В том лесу берёзы стоят, будто призраки былых жизней. Их стволы белее костей, обглоданных временем, а шелест листьев звучит как шёпот забытых клятв. Меж них прячется часовня — древняя, с колоннами из векового льда, что не тает даже в летний зной. Внутри, на алтаре, сверкающем холодной синевой, лежит фата. Когда-то она была белоснежной, но теперь пропитана соляными узорами — слезами той, что сбежала сюда, сорвав фату с головы, чтобы никогда больше не стать чьей-то женою. Теперь её зовут Ведьмой. И она собирает тех, чьи сердца разбиты на осколки.
Сегодня к часовне бредёт девушка в платье цвета увядших роз. Её зовут Лилия, её ноги в кровь избиты и исцарапаны о камни дороги, что привела сюда. Ведьма встречает её у входа, её лицо — маска из теней и лунного света.
— Ты любила слишком сильно, — говорит Ведьма, и это не вопрос. Её голос похож на хруст льда под ногой.
Лилия кивает. Её возлюбленный оказался миражом, исчезнувшим утром после свадьбы, оставив лишь письмо: «Ты утомляешь меня».
Ведьма ведёт её к алтарю. На льду два предмета: чаша, сплетённая из берёзовой коры, с дымящимся отваром, пахнущим маком и пустотой, и нож — тонкий, с рукоятью, обёрнутой шёлком от старой фаты.
— Выпьешь — забудешь его лицо, голос, даже имя. Станешь лёгкой, как первый снег, — Ведьма проводит пальцем по краю чаши. — Возьмёшь нож — боль уйдёт в него, как в сосуд. Но тогда ты сохранишь всё: его смех, его тепло по утрам, его предательство.
Лилия смотрит на нож. Помнит, как он учил её танцевать под дождём, как целовал шрамы на её запястьях. Но помнит и пустую постель, и тиканье часов в ночи. Её рука тянется к чаше… но вдруг останавливается.

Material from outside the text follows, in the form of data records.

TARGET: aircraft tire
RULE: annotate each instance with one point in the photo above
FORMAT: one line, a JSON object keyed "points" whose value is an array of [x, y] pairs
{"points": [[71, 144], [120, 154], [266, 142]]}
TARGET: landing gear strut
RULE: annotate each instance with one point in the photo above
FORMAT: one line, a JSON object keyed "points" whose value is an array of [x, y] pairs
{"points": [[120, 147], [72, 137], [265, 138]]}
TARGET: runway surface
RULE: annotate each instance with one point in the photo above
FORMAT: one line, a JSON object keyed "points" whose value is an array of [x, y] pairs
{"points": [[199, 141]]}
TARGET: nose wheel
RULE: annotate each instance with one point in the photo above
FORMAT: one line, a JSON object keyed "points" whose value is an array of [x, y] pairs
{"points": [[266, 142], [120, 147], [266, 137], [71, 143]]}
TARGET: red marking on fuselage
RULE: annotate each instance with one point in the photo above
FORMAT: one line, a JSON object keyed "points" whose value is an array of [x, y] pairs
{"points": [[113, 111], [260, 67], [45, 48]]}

— А что выбрали другие? — шепчет она.
Ведьма улыбается, и в её улыбке — горькая правда.
— Те, кто пьёт, возвращаются в мир, будто новорождённые. Те, кто режут — остаются со мной.
Ледяной алтарь мерцает. Лилия замечает, что фата Ведьмы не совсем белая — на ней пятна, похожие на кровь.
— А вы? — осмеливается спросить она. — Что выбрали вы тогда?
Молчание. Потом Ведьма поднимает рукав. На её предплечье — шрам в форме кольца.
— Я хотела забыть. Но выбрала нож. Потому что даже боль — это доказательство: я любила. Я существовала.
Лилия берёт нож. Лезвие вонзается в ладонь, но крови нет — только чёрный дым, который вьётся вокруг запястья, как браслет. Она плачет, но это слёзы облегчения. Она оставляет в алтаре свою фату — ту самую, с кружевами, которые он когда-то называл «крыльями ангела».
На рассвете Ведьма стоит у часовни и смотрит, как Лилия уходит в лес, обняв свою боль как единственное, что осталось от любви. А в алтаре, рядом с десятками других, теперь лежит новый нож — с рукоятью, обмотанной шёлком цвета увядших роз.
И Ведьма ждёт следующую. Всегда ждёт.